EVPFを地域型MaaSと掛け合わせると・・・

 
 EVPFはEV充電用エネルギーサービスとしてのEaaS(Energy as a Service)に分類できる。一方、第2回で紹介したISOU PROJECT(以下、ISOU)は、過疎地の交通手段確保を目的に、オンデマンド交通サービスとして自治体がコミューター(EVバス)を運営する地域型MaaSである。これらは独立したプロジェクトとして検討を進めてきたが、ここでは共通の要素であるEVを接点に、EVPFとISOUを組み合わせた、地域型EaaS×MaaSモデルの可能性について考えてみたい。

 両サービスの連携により、再エネリソースとユーザーリソースの組み合わせが広がる。再エネ発電設備は、自治体や企業が所有する太陽光発電やバイオマス発電などに、個人が自宅に設置するソーラーパネルが加わり、これらにEVスタンドなどを設置することで、EVスタンドオーナーが拡大する。ユーザーはEVバスのほか、企業や個人が所有するEVが加わる。この結果、再エネリソースの広範囲なシェアリングが可能となり、その先の発展形としてライドシェアなどへの対応も想定される。

 本モデルにおけるサービス利用時は、EVPF、ISOUともに共通の専用トークン(ISOUコイン)の使用を想定している。これによりエネルギーセクターと交通セクター間の連携が強化され、EVの活用に伴う再エネ価値向上、エネルギーの域内消費、地域交通の確保、脱CO2など、インフラ全体の最適化が期待できる。また、ブロックチェーンに記録されるサービス履歴などの証跡データの活用により、利用実態を踏まえた設備更新計画やサービス内容の見直しが容易となる。
 

トークンにより埋もれた価値を可視化する

 
 現在、各地で検討が進む地域マイクログリッド構築では、エネルギーの地産地消が重要であり、本モデルは域内の再エネ電力をマネジメントする仕組みとしての活用が考えられる。

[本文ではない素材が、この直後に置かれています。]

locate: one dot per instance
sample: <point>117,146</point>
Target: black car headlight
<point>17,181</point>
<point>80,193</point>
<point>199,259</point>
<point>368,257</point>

 ブロックチェーン技術はトークンにより地域の埋もれた価値を可視化・定量化し、様々なサービスやコミュニティーを結び付け、相互に支え合う仕組みを構築するための、地域活性化に資するツールと言える。

 北海道電力は地域に根ざした企業として、将来のエネルギーのシステムの在り方や新たなサービスモデルの検討に向け、ブロックチェーンなどの先端技術を活用した地域課題の解決など、地域との共創に取り組んでいく。